Gotterdammerung

Music and libretto by Richard Wagner. Conducted by Johannes Debus. Directed by Tim Albery. Until Feb. 25 at the Four Seasons Centre, 145 Queen St. W. coc.ca or 416-363-8231

To get the most from Gotterdammerung, the final and longest instalment of Richard Wagner’s apocalyptic and enigmatic Ring Cycle, accept that you are entering an alternative reality, almost an alternative universe, where epic emotion and magic reign, and seeming incongruities must be willingly accepted.

It is more than worth the effort. As much as scholars may debate the Ring’s ultimate meaning, director Tim Albery’s reading of both music and text in the current revival of his 2006 production for the Canadian Opera Company makes clear that the myths and legends that Wagner distilled into his masterwork, 140 years after its premiere, still speak directly to the human condition.

Greed, envy, lust for power and disdain for the harmonies of nature remain an existential threat. The twilight of Wagner’s gods could also be our own.

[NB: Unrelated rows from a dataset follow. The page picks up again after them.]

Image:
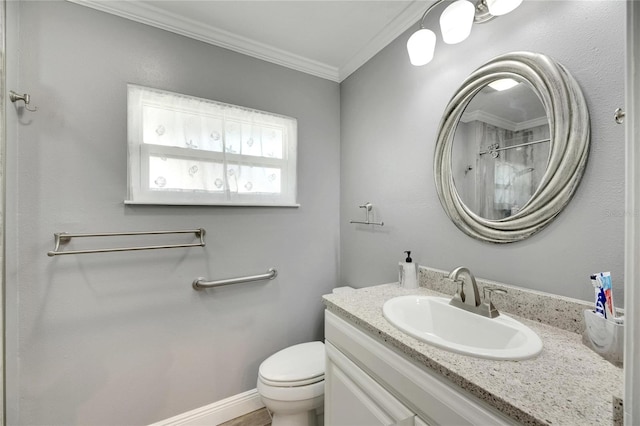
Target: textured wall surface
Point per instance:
(122, 338)
(390, 113)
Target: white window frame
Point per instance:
(139, 190)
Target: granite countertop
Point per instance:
(567, 384)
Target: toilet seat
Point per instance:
(298, 365)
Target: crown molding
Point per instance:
(409, 16)
(149, 15)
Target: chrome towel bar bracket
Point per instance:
(62, 238)
(367, 208)
(201, 283)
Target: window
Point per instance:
(188, 150)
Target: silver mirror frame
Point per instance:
(569, 129)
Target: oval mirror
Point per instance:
(512, 146)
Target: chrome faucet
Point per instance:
(462, 275)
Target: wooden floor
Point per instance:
(260, 417)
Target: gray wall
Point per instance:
(123, 338)
(390, 112)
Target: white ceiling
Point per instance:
(330, 38)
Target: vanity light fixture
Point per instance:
(455, 24)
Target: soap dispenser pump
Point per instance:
(408, 273)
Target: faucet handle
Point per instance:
(491, 290)
(487, 306)
(459, 289)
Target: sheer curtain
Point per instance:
(187, 150)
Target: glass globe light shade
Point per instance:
(502, 7)
(421, 46)
(456, 21)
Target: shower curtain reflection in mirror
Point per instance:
(496, 170)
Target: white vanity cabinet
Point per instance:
(367, 383)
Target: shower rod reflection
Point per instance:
(62, 238)
(201, 283)
(492, 150)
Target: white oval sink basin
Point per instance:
(432, 320)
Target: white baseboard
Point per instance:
(218, 412)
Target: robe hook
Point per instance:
(14, 97)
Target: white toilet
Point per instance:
(291, 385)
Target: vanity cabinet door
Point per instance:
(353, 398)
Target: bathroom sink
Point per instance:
(432, 320)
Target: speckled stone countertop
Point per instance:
(567, 384)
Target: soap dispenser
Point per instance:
(408, 273)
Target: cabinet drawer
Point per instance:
(431, 397)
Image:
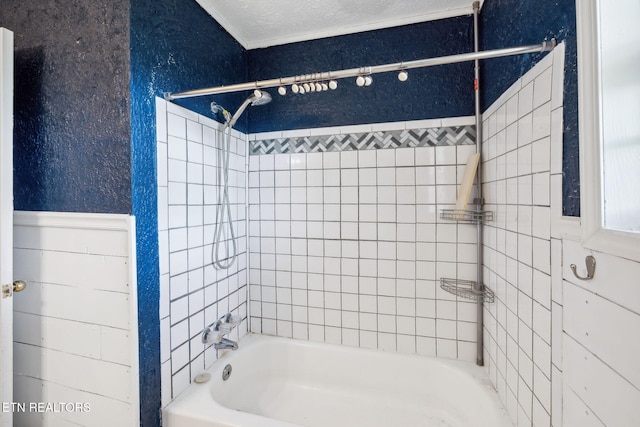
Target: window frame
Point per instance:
(593, 234)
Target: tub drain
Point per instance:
(226, 372)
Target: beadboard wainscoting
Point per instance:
(76, 322)
(193, 294)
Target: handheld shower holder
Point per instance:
(215, 332)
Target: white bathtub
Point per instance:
(278, 382)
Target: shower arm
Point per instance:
(545, 46)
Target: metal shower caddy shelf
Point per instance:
(466, 216)
(475, 291)
(467, 289)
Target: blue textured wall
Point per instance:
(175, 45)
(72, 130)
(506, 23)
(443, 91)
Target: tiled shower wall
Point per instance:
(347, 247)
(193, 293)
(522, 163)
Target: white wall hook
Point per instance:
(591, 268)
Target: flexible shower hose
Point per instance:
(224, 208)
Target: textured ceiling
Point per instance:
(262, 23)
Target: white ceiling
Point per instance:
(263, 23)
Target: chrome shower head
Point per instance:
(259, 97)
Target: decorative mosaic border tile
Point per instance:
(454, 135)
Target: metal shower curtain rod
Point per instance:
(545, 46)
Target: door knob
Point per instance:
(17, 286)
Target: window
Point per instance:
(609, 114)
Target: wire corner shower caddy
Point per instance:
(322, 81)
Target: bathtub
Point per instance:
(280, 382)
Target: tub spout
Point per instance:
(226, 344)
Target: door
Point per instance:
(6, 226)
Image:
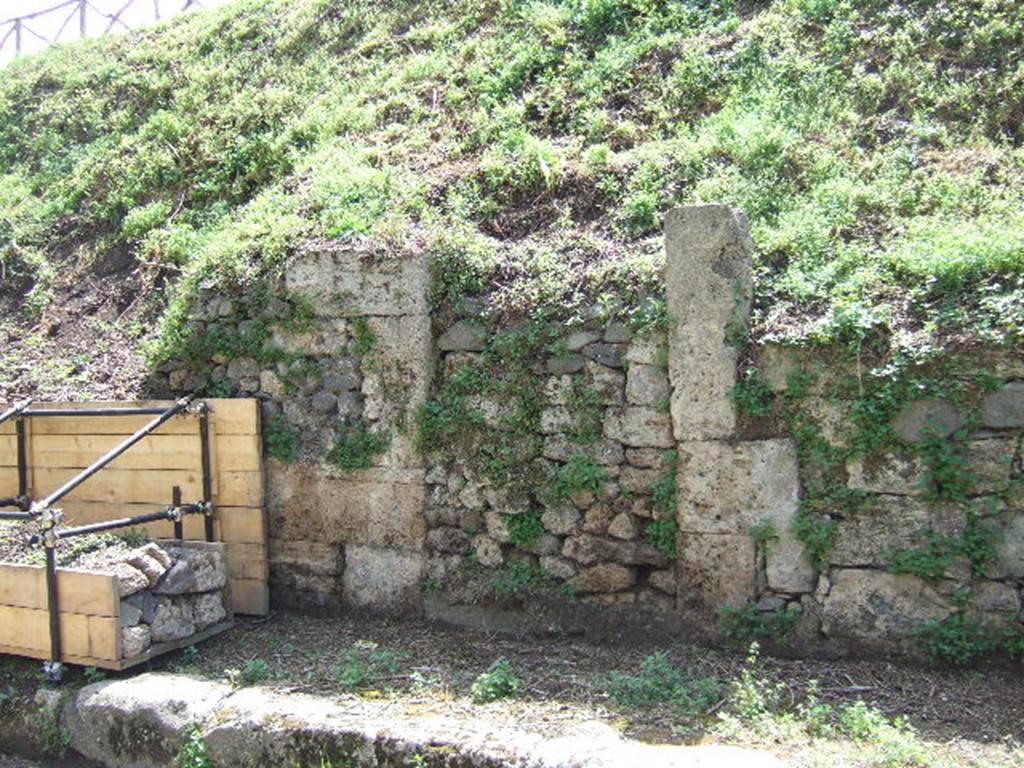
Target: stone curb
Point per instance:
(140, 723)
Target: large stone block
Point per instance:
(726, 488)
(1005, 409)
(396, 381)
(305, 572)
(345, 281)
(464, 336)
(716, 570)
(382, 508)
(924, 419)
(382, 580)
(892, 523)
(604, 578)
(328, 336)
(647, 385)
(989, 461)
(876, 606)
(710, 286)
(1010, 547)
(639, 426)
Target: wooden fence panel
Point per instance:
(140, 481)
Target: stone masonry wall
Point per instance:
(604, 412)
(668, 468)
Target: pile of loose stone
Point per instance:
(168, 593)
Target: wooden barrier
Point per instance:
(140, 480)
(90, 617)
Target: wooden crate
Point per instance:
(140, 480)
(90, 617)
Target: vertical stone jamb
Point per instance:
(710, 287)
(709, 274)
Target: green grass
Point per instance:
(876, 146)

The plot, by Wagner standards, is fairly straightforward. There’s enough built-in exposition of what’s gone before that you’re at no particular disadvantage if this is your first plunge into Wagner’s Rhine with its maidens, dwarfs, giants and forces of good, evil and everything in between, all intent on possessing its gold.

Valhalla is already falling apart by the time Siegfried arrives among the Gibichungs, here presented as a modern corporate empire intent on world domination. Their stratagems and Siegfried’s unwitting complicity are what, over five and a half hours, lead us to the end of existence and, perhaps, the chance of a fresh beginning; though don’t hold your breath on that count.

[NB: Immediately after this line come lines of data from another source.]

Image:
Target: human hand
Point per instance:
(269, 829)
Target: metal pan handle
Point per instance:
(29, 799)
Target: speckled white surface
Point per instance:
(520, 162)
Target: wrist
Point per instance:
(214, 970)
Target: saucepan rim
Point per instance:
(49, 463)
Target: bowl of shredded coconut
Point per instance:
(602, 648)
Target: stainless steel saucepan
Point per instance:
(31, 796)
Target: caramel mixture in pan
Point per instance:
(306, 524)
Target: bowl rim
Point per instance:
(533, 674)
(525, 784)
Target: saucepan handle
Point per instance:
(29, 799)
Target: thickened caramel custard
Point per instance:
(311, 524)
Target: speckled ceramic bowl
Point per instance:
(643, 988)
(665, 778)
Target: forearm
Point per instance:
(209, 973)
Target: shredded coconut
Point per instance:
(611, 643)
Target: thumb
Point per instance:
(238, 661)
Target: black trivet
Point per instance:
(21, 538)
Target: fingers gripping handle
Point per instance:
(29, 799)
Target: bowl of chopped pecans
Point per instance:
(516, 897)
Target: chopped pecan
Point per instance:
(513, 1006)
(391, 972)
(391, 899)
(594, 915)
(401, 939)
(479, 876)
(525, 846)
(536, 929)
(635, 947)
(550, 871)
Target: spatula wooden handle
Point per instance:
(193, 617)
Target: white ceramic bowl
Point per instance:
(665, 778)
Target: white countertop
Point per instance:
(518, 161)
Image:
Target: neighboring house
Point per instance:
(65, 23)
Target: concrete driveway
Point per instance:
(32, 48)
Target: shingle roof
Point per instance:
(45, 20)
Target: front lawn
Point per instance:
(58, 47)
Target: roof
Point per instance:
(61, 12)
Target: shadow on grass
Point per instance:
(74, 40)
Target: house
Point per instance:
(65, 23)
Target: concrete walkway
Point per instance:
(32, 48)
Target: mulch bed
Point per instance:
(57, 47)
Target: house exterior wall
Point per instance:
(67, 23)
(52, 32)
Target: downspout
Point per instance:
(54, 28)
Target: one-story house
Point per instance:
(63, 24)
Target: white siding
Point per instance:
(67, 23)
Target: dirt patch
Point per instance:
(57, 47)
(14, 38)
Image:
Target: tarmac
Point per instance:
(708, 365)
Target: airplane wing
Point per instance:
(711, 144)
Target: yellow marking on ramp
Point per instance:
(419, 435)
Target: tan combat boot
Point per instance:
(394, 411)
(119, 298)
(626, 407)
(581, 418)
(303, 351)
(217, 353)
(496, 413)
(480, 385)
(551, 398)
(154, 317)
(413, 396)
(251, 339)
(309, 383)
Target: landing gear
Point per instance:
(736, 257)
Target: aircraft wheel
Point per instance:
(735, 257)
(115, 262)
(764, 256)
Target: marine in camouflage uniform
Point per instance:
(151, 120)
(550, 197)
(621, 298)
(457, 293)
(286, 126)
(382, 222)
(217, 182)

To make such mighty themes plausible and compelling is a daunting task, admirably accomplished in this spare, taut, dramatically sharp production; although, of course, beyond decoration and directorial slant, it’s the music and singing that must do the heavy lifting.

There were moments when voices — and overall it’s a fine cast — seemed overwhelmed by the great waves of Wagner’s richly textured, emotionally potent score. Yet, for the most part, under the disciplined guidance of COC music director Johannes Debus’ baton, a satisfying balance was achieved.

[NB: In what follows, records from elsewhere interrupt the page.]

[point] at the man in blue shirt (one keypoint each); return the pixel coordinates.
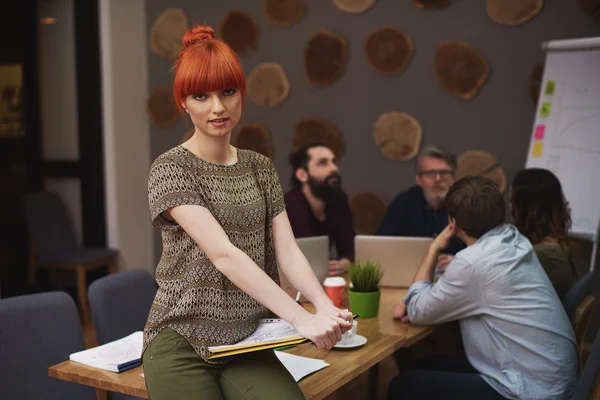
(419, 211)
(518, 341)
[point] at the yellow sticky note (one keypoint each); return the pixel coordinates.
(537, 149)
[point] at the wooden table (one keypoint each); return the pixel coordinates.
(384, 336)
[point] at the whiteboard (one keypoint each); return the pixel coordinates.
(565, 137)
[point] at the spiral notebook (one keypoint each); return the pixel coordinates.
(270, 334)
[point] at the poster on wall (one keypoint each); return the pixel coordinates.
(11, 101)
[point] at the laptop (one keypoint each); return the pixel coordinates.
(399, 256)
(316, 251)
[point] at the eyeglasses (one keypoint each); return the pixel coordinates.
(432, 173)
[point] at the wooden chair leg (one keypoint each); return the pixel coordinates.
(82, 293)
(113, 267)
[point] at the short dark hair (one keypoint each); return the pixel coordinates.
(300, 159)
(539, 207)
(476, 204)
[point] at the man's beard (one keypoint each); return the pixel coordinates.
(327, 189)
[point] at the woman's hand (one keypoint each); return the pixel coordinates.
(332, 311)
(323, 330)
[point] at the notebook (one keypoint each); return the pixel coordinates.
(400, 257)
(117, 356)
(316, 251)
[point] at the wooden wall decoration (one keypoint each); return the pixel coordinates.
(460, 69)
(240, 32)
(398, 135)
(354, 6)
(431, 3)
(481, 163)
(187, 136)
(513, 12)
(167, 33)
(389, 50)
(313, 130)
(368, 210)
(535, 76)
(255, 137)
(592, 7)
(161, 107)
(325, 57)
(268, 85)
(285, 12)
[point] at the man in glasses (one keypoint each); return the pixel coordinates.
(419, 211)
(317, 205)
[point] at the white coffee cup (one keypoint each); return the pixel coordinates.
(348, 337)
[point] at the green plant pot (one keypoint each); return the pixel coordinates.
(366, 305)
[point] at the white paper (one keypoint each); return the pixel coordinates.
(299, 366)
(268, 330)
(110, 355)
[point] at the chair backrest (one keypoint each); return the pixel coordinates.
(120, 303)
(38, 331)
(49, 225)
(575, 295)
(587, 381)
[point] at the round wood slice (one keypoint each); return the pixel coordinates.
(513, 12)
(431, 3)
(536, 74)
(285, 12)
(161, 107)
(592, 7)
(167, 33)
(354, 6)
(481, 163)
(311, 130)
(460, 69)
(368, 210)
(255, 137)
(398, 135)
(325, 57)
(268, 86)
(240, 32)
(388, 50)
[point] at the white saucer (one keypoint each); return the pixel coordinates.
(357, 341)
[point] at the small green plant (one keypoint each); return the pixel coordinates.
(365, 276)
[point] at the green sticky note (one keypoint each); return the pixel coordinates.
(550, 86)
(545, 109)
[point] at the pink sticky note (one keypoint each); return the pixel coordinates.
(539, 132)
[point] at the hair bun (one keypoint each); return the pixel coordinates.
(198, 33)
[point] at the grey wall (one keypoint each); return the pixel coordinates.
(499, 119)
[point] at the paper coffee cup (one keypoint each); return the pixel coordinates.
(334, 288)
(348, 337)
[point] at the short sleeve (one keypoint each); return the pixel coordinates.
(170, 185)
(272, 188)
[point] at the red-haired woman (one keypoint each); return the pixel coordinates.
(540, 212)
(224, 230)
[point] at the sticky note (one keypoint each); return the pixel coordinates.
(550, 86)
(539, 132)
(536, 151)
(545, 109)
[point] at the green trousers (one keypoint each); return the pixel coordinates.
(173, 370)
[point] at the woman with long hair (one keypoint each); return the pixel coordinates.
(224, 231)
(540, 212)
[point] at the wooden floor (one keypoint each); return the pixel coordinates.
(355, 390)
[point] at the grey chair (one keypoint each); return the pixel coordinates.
(120, 304)
(587, 382)
(54, 246)
(38, 331)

And, when the stage action halted to allow for a scene change, as following Siegfried’s death, Debus let the orchestra gloriously take full flight. Meanwhile, amidst the almost brutalist austerity of designer Michael Levine’s set, there were moments of goose-bump-inducing vocal splendour.

Brunnhilde, more perhaps than Siegfried, is the dramatic and emotional linchpin of Gotterdammerung, indeed of the Ring Cycle itself, and for American soprano Christine Goerke Thursday night’s opening was a personal triumph, the culmination of her trilogy of Brunnhilde appearances with the COC.

Her voice is supple, well supported through its entire range and infused with a spectrum of emotions that in this case carries Goerke’s character from the heights of romantic ecstasy to nihilistic despair. Yet she never let those emotions get out of hand or become a substitute for magnificent singing. The drama was all in the voice.

Siegfried, from the perspective of audience sympathy, is at a disadvantage. He’s the noble hero who, in the opera that bears his name, has braved the ring of fire within which Wotan has condemned the disobedient Brunnhilde to pass her days. Yet here in Gotterdammerung the bravery, innocence and purity of spirit that make Siegfried otherwise appealing are thoroughly compromised by his sheer, blind stupidity in falling into the traps set for him by the scheming amoral Gibichungs.

Austrian tenor Andreas Schager, in a welcome COC debut, embraces this contradiction with an almost puppyish Siegfried characterization that is at once endearing and heartbreaking. His voice can soar with appropriately heroic tenor incisiveness but possesses a silvery, lyrical quality that, as in Siegfried’s discourse with Brunnhilde during the prelude or in the character’s final moments, serves him well.

In contrast, Hagen, the Gibichung henchman, is almost a stock villain whose blood, as the character admits, runs cold in his veins. It is a huge credit to Estonian bass Ain Anger — another COC debut — that he imbued Hagen with a measure of complexity verging on the psychopathic.

And the voice! So rich, so strong and so chillingly calibrated to send shivers down the spine. And if one gesture aptly symbolized the collapse at the heart of the Ring’s moral dysfunction it was the way Anger crumpled like a deflated balloon after his final, futile attempt to grasp the cursed ring.